UCBoulder / oit-ds-tools-prefect

Common tasks and tools for use in Prefect Flows
0 stars 0 forks source link

Add comparer and associated unit tests #18

Closed jashbycu closed 1 year ago

jashbycu commented 1 year ago

Unit tests focus on low-level functions, since high-level functions are pretty basic wrappers of these. I did test the high-level functions as well.

The intent here is that by returning information in dicts, it can be easily adapted to other formats (like thrown into a DataFrame or pretty-printed or whatever). So while you can use this module in your own manual testing and validation, we could also easily integrate it with our next-gen cacheing system that we have planned: https://cu-oda.atlassian.net/browse/UCBDE-63?search_id=23f1d8af-8177-4ccd-89a8-6433d7a915ce

This is why I added this to the ucb_prefect_tools library, even though it doesn't directly relate to it right now.

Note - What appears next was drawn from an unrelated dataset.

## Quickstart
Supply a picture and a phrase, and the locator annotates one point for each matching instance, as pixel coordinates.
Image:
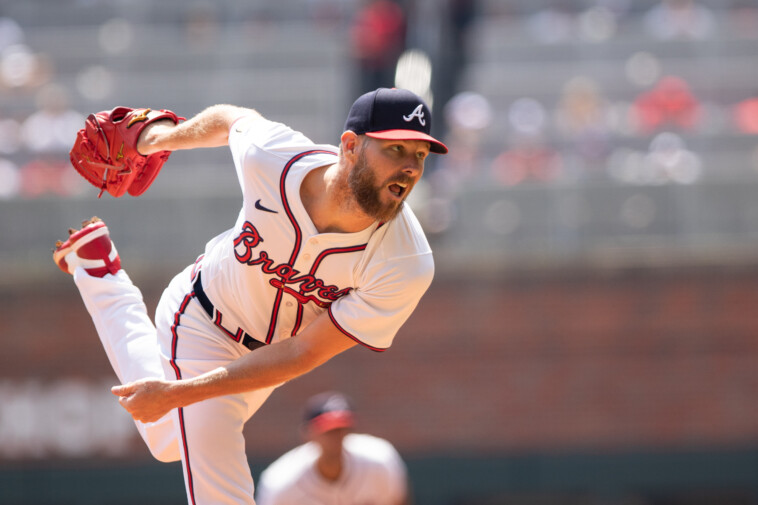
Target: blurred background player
(335, 465)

This paves the way for us to automatically generate diff reports whenever we cache a dataframe.

My approach to comparing dataframes was grounded in the scenarios I believe we face most often in higher ed: where we have fairly similar before/after datasets, but we don't always know what the primary keys should be, and we don't really care about a lot of floating point precision. So I wrote my code to highlight impactful differences, while ignoring what is likely to be just noise (like differences in data types, small numerical differences, etc.).

Let me know what you think!